Every day, scientists and geneticists are working to find a cure for Tourette Syndrome. What if you could actually be a part of the research taking place that could someday usher a cure into existence? You can! Join the New Jersey Center for Tourette Syndrome & Associated Disorders’ (NJCTS) efforts and personally be part of making that happen — and you don’t even have to be from New Jersey to do it!
Dr. Robert King, a professor of child psychiatry at the Yale University Medical School and medical director of the TS/OCD Clinic at the Yale University Child Study Center, will be at the Cell and DNA Repository at Rutgers University all day on Thursday and Friday, September 26 and 27, to interview individuals and families interested in participating in the National Institute of Mental Health NJCTS Genetics Sharing Program.

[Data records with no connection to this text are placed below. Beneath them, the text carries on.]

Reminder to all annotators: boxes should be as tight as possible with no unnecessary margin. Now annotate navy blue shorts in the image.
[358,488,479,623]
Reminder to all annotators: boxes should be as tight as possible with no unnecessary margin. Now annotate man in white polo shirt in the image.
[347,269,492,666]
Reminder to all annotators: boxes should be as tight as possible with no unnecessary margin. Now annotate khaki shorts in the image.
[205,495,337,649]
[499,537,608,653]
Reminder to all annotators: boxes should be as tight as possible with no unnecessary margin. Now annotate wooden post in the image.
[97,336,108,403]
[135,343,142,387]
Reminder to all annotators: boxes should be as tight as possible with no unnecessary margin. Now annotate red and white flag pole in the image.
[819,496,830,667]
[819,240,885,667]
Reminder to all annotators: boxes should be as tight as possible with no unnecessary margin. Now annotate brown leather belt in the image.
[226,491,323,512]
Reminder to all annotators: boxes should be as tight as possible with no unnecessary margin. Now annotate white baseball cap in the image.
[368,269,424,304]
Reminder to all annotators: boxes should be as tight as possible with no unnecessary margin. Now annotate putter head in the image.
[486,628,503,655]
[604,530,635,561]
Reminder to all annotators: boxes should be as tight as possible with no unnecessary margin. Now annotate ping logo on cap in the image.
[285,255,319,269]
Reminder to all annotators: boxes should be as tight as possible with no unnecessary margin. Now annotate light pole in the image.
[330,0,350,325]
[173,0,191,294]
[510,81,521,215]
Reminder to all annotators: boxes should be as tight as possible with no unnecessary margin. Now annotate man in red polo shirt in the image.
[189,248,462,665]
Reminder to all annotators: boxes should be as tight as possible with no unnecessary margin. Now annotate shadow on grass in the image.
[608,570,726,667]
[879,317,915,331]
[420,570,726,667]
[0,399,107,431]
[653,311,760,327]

For more information or to schedule an appointment with Dr. King, please e-mail Dr. Gary Heiman, a team leader at the repository, at familystudy@biology.rutgers.edu. If you are from another state or country, please state that in your e-mail and the necessary arrangements and steps will be made and addressed.
Dr. King visits Rutgers each month to conduct these interviews, and in April he spearheaded a grand rounds presentation for NJCTS at Monmouth Medical Center. If you have yet to see the TS research taking place at the repository, check out the tour given to New Jersey legislators in May!
“The major stumbling block to doing research on Tourette Syndrome has been a lack of DNA samples,” according to Dr. Jay A. Tischfield, Director of the Human Genetics Institute at Rutgers University and a researcher on TS for more than 40 years. “You can’t just do research on samples from five or 10 people. You need hundreds if not thousands of samples.”